The above photo was taken during a bus ride in southern India. The bus was packed, with every inch filled with people, and passengers hanging out the doorways. I was in an aisle seat, and both the back and front of my head was hit repeatedly by arms, elbows, bellys, rear ends, and even crotches. The pictured hand, which was only a few inches from my face as I took the photo, was holding raw fish wrapped in a newspaper. I know this because it hit my face a few times, giving me plenty of opportunity to identify the smell.
During the same bus ride, someone kept coughing on the back of my neck. For an hour, the incessant coughing continued. Then, I could tell from the flurry of strained movement behind me that the cougher was squeezing his way out of his seat and off the bus. I breathed a sigh of relief that the cougher was leaving, until I saw the building next to the bus stop where he disembarked: the tuberculosis control office of the department of health services. At that moment, I seriously considered gargling Purell! On the return bus ride, Beth and I both had to stand for three hours on a crowded bus ... and that qualified as the more pleasant of the two rides.

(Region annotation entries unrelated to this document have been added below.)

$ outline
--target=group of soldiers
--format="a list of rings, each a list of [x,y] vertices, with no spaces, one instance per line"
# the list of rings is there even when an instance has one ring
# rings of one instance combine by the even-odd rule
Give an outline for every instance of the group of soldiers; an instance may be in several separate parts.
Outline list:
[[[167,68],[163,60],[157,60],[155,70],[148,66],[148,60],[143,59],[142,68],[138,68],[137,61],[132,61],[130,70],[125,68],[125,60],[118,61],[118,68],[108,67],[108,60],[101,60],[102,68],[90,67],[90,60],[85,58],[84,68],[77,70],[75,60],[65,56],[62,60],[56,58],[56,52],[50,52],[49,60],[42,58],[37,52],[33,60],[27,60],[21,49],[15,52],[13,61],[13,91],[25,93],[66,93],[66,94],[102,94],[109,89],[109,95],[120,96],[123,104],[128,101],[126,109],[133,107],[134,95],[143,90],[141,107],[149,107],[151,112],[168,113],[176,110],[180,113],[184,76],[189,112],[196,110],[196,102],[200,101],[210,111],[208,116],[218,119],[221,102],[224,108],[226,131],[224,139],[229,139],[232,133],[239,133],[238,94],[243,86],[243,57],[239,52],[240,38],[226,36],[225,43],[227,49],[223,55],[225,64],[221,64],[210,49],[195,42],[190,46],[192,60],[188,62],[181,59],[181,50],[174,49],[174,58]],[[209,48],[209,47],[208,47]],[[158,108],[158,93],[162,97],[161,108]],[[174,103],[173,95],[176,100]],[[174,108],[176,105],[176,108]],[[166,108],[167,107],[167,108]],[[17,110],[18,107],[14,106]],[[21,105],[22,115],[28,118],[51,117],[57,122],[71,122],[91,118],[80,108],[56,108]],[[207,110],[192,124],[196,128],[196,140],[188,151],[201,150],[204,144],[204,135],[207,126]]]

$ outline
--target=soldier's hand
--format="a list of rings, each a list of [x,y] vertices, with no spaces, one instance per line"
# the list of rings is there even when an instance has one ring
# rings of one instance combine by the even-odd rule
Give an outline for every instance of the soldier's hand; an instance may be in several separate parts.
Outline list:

This has to be one of the oldest forms of transport in the world: an animal pulling a cart. And what is this animal pulling? Flat-screen TVs!
More often than not, our transport experiences in India were like the one we experienced above on a train from Ranthambore National Park to Jaipur. At first, this family, whose bench seat was a mere three feet from our bench seat, was making my train ride one to forget: the pictured boy was yelling, running around the train car, hitting my leg repeatedly, and when he finally settled down, it was to loudly eat some smelly food. But then, as we were getting exasperated, Nick rooted around in his bag and found a green toy action figure that he once used in his job as a healthcare recruiter. He gave the toy to the kid, who became fixated on it. Then, Nick used his iPad to display animal photos to the kid, and ask him what each pictured animal was called in English. The kid immediately settled down and focused on the impromptu English class. His parents clearly were happy to have someone else occupy their son's attention for a couple of hours, and after a while, they also began participating in Nick's class, calling out hints to their son.
Like so many of our transport experiences in India, what had the potential to be a negative experience ended up being a positive one. That, in a nutshell, is the wonder of India.